If I have $ n $-positive integers, and I compute their sum and product, is there any different group of $ n $-positive integers that will have the same sum and product?
For example, if $ a,…,z $ denote 26 positive integers, and we define:
\begin{align}
a+b+c+d+….+z &= \text{Sum} \\
a \cdot b \cdot c \cdot d \cdot …. \cdot z &= \text{Product}
\end{align}
Is there any way I can get the same Sum and Product from a different group of 26 (in this example) positive integers?
EDIT:
A friend of mine pointed out that knowing that we have a group of 3 that works, we can show that it works for all positive groups of $ n $ integers.
For Example:
$ \{3,3,10 \} $ and $ \{2,5,9 \} $ both yield Sum $=16 $ and Product $=90 $.
Now we can just continually add a number (let's say 1) as the next integer to get multiple solutions for $ n =4,5,6,… $.

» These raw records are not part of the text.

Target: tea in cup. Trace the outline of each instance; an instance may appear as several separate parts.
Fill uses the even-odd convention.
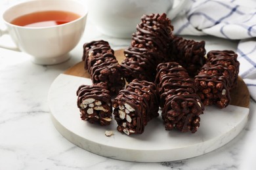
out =
[[[0,30],[0,35],[9,34],[17,48],[31,55],[35,63],[59,63],[70,58],[68,52],[81,39],[87,12],[77,1],[26,1],[4,12],[7,30]]]
[[[91,0],[88,17],[103,34],[131,38],[143,14],[166,13],[173,19],[187,5],[188,1],[179,0]]]

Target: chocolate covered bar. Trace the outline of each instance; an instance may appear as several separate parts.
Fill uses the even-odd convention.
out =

Explicitly, $ \{ 3,3,10,1 \} $ and $ \{ 2,5,9,1 \} $ both give Sum$=17$ and Product$=90$.
Best Answer
Given any of lots of pairs $\{a,b\}, \{d,e\}$, you can add a number to each to make matching sum and product. We want $$a+b+c=d+e+f\\abc=def\\f-c=a+b-d-e\\\frac fc = \frac {ab}{de}$$ and we can solve the last two to get $$c=(a+b-d-e)\frac 1{\frac {ab}{de}-1}\\f=(d+e-a-b)\frac 1{\frac {de}{ab}-1}$$ As long as $a+b \neq d+e$ and none are zero we have a solution. As long as the pair with the greater sum also has the greater product both $c,f$ will be positive.